Part 1: http://youtu.be/kGxI1KkA_Mw

Part 2: http://youtu.be/M4ana2Mn9Us


----------



## shuumai (Nov 23, 2013)

*Design Flaw?*

Now I'm scared. I've reading how the Samick Vision has a design flaw, and the Spark looks like the exact same riser. I has to do with the limb alignment hardware. http://www.archeryinterchange.com/f11/how-far-eh-what-29086/


----------



## shuumai (Nov 23, 2013)

*Limb Pocket Comparison*

Vision on right, Spark on left. Does it seem to be the exactly the same?


----------



## knotdodger (Oct 2, 2005)

Looks like a carbon copy of the Samick Vision 1 .


----------



## knotdodger (Oct 2, 2005)

Oppssss should have read the last post...my bad.


----------



## shuumai (Nov 23, 2013)

I'm not sure if this is due to the angle of the photos, but it seems like the distance from the detent to the back of the arch is shorter on the Spark.


----------



## shuumai (Nov 23, 2013)

UPDATE: I'm keeping my Fantom riser after working out the limb fit problem.
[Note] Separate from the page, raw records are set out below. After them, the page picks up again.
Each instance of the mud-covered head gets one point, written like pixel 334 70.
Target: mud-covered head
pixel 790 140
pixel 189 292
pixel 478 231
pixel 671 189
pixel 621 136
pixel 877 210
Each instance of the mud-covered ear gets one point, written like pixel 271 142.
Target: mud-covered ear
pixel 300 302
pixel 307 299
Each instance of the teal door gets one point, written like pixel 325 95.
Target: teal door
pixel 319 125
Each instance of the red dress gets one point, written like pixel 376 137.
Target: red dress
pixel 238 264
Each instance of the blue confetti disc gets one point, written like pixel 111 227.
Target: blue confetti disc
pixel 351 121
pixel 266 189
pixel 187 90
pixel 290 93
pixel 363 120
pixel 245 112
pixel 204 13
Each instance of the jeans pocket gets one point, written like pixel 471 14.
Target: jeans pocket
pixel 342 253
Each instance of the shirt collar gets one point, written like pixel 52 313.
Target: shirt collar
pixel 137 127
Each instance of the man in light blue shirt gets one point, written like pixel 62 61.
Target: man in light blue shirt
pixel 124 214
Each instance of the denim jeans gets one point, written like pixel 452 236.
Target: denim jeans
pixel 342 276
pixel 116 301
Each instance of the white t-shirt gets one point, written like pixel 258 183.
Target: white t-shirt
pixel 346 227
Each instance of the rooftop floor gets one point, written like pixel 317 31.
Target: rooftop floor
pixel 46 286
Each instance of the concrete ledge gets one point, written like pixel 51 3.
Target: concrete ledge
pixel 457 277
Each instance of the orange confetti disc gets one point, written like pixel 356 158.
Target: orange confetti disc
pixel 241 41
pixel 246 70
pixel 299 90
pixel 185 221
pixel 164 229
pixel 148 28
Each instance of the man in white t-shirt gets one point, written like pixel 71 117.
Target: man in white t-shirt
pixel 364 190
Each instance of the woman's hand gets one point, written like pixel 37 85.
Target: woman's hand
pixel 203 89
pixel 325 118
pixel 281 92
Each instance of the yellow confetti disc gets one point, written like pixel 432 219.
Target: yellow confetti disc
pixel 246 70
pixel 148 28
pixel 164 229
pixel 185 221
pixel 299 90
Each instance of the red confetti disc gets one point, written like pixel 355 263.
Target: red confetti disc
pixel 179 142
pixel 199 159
I just added a washer under the limb alignment bracket. It was sitting slightly low, causing the limb to bind.


----------



## c365 (May 15, 2013)

limbwalker said:


> Not sure why this is discounted to just $124 at LAS, but it sure looks like a decent riser. Machined, anodized aluminum with a dowel alignment system.
> 
> What am I missing here?
> 
> http://www.lancasterarchery.com/core-archery-spark-25-recurve-riser.html


I've wondered the same thing, it's not too often LAS discounts that much from $179 down to $124. I was considering that riser for my indoor low poundage practice bow.


----------



## shuumai (Nov 23, 2013)

I will find out soon. I tried to cancel my RMA, but LAS had already mailed out the Core Spark as a replacement. LAS is almost /too/ quick to mail things out! Usually not a problem. ^_^


----------



## limbwalker (Sep 26, 2003)

Let us know how you like it. I have some students who might benefit from a decent inexpensive riser.


----------



## shuumai (Nov 23, 2013)

Someone who was selling a Samick Vision said that not all of the Visions had the alignment problem. My photo comparisons between the Vision and Spark seem to show a dimensional difference. We'll see.


----------



## c365 (May 15, 2013)

I may be completely wrong in this but in just Googling around mostly images, seems the Samick Vision 1 had limb pocket machining mis-alignment problem so they supposedly came out with a fixed version Vision 2. Visually seems the Vision 1 had a solid limb pocket side and the Vision 2 had a cutout on the limb pocket sides. But now the Vision 2 is discontinued too.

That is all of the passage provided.